Scientists solve an old secret in innate immunity

Dr. Zhijian "James" Chen. Credit: UT Southwestern

UT Southwestern biochemist and Breakthrough Award Dr. Zhijian “New James Study” Chen explains a long-standing question in the field of innate immunity.

Scientists have long wondered how a single protein, NLRP3, may contribute to inflammation in response to a wide range of seemingly unrelated stimuli.

Dr. Chen, a professor of molecular biology and director of the UT Southwestern Center for Research on Inflammation, received the 2019 Life Sciences Prize for identifying the cGAS DNA-sensitive enzyme (cyclic GMP-AMP synthase), which is the innate immune response within cells. .

In the current study, published today in NatureDr. Chen explored another pathway of the immune system, which includes the NLRP3 protein, which plays an important role in assembling a cell of a multi-protein complex called inflammation. In response to a host of harmful agents that range from toxins to cholesterol crystals, inflammation causes a path to inflammatory cell death or pyroptosis from the Greek word pyro, which means fire. Inflammation also increases the body's production of immune systems, such as interleukins, which help in the body's immune response.

In addition, the NLRP3 protein underlies inflammation in a group of auto-inflammatory diseases, called cryopirin-associated recurrent syndromes (CAPS), which includes familial cold auto-inflammatory syndrome (FCAS), gout, and a form of inflammation of brain cells associated with Alzheimer's disease.

“A multi-year issue in this area is how NLRP3 can be activated by many different agents, who apparently don’t have any chemical or structural similarities,” said Dr. Chan, an investigator at the Howard Hughes Medical Institute, who holds George L. McGregor — the distinguished chairman in the field of biomedical science, as well as a professor at the Center for Genetic Defense of the Enemy in Southwest Utah. "These results provide a new pathway for the development of therapeutic drugs that target the NLRP3 pathway for the treatment of inflammatory diseases."
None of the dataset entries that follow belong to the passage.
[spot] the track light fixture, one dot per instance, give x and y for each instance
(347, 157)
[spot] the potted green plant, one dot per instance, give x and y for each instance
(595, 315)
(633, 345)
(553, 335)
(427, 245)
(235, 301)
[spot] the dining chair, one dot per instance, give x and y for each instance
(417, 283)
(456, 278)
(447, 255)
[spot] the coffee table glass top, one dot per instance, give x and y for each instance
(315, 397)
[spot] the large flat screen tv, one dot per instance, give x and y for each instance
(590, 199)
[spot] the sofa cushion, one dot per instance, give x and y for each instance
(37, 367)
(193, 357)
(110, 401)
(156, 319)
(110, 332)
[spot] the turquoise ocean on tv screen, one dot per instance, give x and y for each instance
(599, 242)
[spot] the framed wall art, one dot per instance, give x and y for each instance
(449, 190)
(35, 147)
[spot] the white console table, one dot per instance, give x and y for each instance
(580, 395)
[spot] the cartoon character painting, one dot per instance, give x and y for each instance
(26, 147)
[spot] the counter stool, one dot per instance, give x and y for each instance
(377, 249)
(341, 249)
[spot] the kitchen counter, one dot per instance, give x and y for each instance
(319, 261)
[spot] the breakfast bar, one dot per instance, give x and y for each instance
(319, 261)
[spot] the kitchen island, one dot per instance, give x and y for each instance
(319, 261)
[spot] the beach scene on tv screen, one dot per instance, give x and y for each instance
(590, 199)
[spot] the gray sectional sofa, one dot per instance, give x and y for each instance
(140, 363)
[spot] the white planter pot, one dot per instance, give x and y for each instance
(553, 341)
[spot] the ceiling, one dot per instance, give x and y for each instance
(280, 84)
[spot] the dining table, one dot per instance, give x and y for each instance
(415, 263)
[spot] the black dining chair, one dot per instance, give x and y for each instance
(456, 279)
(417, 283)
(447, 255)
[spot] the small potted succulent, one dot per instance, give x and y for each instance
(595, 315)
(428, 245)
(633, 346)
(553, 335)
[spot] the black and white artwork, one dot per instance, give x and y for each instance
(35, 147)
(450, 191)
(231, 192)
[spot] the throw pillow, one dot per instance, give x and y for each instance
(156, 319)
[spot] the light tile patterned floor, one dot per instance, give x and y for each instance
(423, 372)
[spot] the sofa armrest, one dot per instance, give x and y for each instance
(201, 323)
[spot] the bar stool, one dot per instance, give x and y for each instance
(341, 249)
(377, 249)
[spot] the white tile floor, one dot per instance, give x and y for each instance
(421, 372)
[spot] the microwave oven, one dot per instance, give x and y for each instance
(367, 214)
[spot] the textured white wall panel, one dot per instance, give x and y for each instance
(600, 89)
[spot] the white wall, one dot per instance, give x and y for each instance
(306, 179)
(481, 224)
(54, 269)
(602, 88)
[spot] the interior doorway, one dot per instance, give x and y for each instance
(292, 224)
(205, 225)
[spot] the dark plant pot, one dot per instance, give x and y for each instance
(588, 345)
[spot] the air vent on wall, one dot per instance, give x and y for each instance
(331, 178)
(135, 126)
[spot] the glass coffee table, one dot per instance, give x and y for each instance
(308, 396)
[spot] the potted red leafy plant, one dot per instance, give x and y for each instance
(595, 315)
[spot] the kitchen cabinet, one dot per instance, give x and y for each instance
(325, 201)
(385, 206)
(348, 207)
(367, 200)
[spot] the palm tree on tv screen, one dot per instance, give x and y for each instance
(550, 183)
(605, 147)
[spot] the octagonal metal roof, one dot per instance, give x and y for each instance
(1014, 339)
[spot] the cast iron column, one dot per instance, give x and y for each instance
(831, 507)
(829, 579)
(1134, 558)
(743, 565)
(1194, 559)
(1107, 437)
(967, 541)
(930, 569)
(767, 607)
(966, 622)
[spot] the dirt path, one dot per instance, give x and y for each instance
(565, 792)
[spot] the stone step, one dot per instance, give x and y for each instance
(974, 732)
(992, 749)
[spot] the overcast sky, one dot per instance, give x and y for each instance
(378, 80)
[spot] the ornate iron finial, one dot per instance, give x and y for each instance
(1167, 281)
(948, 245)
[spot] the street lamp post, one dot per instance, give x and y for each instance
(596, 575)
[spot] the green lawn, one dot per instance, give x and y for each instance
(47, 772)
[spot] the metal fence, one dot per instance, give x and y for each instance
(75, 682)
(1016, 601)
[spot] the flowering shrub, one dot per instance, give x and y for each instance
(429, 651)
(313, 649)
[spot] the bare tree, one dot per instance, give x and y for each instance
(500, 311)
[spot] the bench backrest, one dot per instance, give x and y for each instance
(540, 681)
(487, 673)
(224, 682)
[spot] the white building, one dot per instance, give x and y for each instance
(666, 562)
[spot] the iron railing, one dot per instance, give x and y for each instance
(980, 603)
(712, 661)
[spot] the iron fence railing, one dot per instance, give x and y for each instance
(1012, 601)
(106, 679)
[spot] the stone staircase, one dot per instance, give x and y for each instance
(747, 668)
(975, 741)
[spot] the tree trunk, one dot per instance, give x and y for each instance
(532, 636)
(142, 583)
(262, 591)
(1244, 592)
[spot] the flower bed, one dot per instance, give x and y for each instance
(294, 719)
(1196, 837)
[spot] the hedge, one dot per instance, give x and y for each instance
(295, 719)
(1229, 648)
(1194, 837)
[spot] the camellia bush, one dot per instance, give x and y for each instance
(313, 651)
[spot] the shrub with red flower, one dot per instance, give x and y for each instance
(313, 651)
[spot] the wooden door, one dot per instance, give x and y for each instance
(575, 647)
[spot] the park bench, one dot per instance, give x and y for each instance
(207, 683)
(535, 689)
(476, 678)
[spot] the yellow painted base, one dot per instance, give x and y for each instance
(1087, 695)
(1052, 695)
Through a combination of biochemical, imaging and genetic approaches, Dr. Chen and a doctoral researcher Dr. Jueqi Chen, lead author and unrelated to the study, have discovered previously unknown structural changes in cells.

They found that various stimuli cause cellular organelles, called the trans-Golgi network (TGN), to divide into giant vesicles or fluid-filled sacs. These vesicles contain a special lipid component (PI4P) that binds to a specific region of NLRP3. This binding causes a series of events leading to the activation of inflammation.

“The susceptibility of NLRP3 is unique in that it can be triggered by a large number of stimuli,” said Dr. Chen. “This study finds that instead of directly recognizing harmful agents, the malignant tumor NLRP3 detects structural changes caused by a number of different agents that cause cell damage. In fact, NLRP3 activation is reminiscent of a “watchdog model” that plants use to combat a variety of threats by monitoring modified host targets, the so-called approach caused by a pathogenic change.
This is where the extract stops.